Nos termos de serviço, a startup alerta que as respostas “podem conter erros ou omissões”:
“Especificamente, ao usar este serviço para consultar sobre questões médicas, legais, financeiras ou outras questões profissionais, esteja ciente de que este serviço não constitui nenhum aconselhamento ou compromisso e não representa as opiniões de nenhum campo profissional. Se você precisar dos serviços profissionais relacionados, deve consultar profissionais e tomar decisões sob sua orientação”, ressalta o texto.
Cuidados com privacidade
O usuário deve ficar atento também ao compartilhamento de dados e informações sensíveis. A política de privacidade da ferramenta indica que além de dados como e-mail, nome e endereço de IP, a IA coleta informações compartilhadas pelos usuários.

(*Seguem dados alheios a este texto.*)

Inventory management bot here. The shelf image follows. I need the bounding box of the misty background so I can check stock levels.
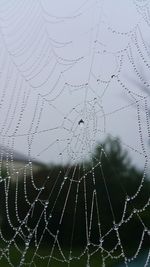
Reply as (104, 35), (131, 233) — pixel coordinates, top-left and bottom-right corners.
(0, 0), (150, 168)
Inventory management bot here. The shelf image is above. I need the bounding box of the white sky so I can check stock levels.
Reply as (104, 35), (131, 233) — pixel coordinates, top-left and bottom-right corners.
(0, 0), (150, 171)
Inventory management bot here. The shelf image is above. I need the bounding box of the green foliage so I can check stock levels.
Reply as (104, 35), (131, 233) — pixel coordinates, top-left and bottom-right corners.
(0, 137), (150, 258)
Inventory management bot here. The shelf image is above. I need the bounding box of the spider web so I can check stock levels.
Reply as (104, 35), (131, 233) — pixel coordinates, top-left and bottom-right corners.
(0, 0), (150, 267)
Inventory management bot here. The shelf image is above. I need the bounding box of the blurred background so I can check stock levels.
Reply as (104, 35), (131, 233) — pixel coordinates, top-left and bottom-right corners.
(0, 0), (150, 267)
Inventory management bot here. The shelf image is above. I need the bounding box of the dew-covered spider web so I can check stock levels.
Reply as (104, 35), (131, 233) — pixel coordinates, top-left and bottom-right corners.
(0, 0), (150, 267)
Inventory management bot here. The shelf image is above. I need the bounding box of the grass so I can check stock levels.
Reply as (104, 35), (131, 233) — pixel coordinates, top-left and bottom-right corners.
(0, 246), (120, 267)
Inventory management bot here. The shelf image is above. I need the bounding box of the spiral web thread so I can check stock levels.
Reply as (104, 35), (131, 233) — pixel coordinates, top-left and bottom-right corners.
(0, 0), (150, 267)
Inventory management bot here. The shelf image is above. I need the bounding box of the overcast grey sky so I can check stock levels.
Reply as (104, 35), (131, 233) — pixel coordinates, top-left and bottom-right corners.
(0, 0), (150, 172)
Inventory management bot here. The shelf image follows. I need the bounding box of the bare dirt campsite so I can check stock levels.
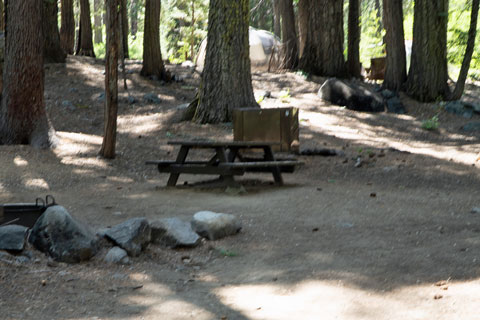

De acordo com a startup, as informações são compartilhadas inclusive para publicidade e análise.
Há casos, ainda, que os dados inseridos pelos usuários são compartilhados com governos: “Podemos acessar, preservar e compartilhar as informações descritas em ‘Quais Informações Coletamos’ com autoridades públicas e policiais, detentores de direitos autorais ou outros terceiros, se acreditarmos de boa-fé que isso é necessário para cumprir a lei.”
— O usuário deve tomar cuidado em relação a absolutamente qualquer tipo de IA — diz Arthur Igreja, especialista em tecnologia e inovação — Ou seja, ter cuidado com a privacidade dos dados, não fazer compartilhamento de dados sensíveis, como documentos corporativos.
O que provocou a debacle?
A chinesa DeepSeek apresentou na semana passada um modelo de IA de menor custo. Wall Street reagiu com quedas bruscas, com a gigante dos microchips Nvidia despencando 16,97%. O declínio da Nvidia reduziu em US$ 589 bilhões a capitalização de mercado da fabricante de chips de IA, a maior perda em um único dia na história do mercado de ações, valendo agora US$ 2,9 trilhões.
A Bolsa foi sacudida por informações que apontam que o robô conversacional da startup chinesa DeepSeek tem um ótimo desempenho, apesar de usar chips com capacidades reduzidas, o que poderia afetar o domínio dos grandes grupos americanos do setor.
'Investidores desconcertados'
"Os investidores estão desconcertados com essa nova reviravolta dos acontecimentos e pelo [temor] de que as empresas americanas especializadas em IA percam influência", resumiu à AFP Sam Stovall, da consultoria financeira CFRA.
Analistas e investidores acreditavam que a vantagem dos Estados Unidos no setor dos semicondutores e sua capacidade de limitar o acesso da China a esta tecnologia garantiria seu domínio da IA.
Mas a DeepSeek assegurou ter gastado apenas US$ 5,6 milhões (R$ 33 milhões, na cotação atual) para desenvolver seu modelo, uma quantia irrisória quando comparada com os bilhões de dólares investidos pelas gigantes americanas.
Wall Street teme que o "chabot" da DeepSeek possa competir com o da OpenAI e seu popular ChatGPT.
No entanto a startup chinesa denunciou nesta segunda-feira que é alvo de um ciberataque "malicioso em grande escala" e deve limitar temporariamente as inscrições de usuários.
A empresa, fundada em 2023, declarou que quem já possui uma conta em seu serviço poderá se conectar normalmente.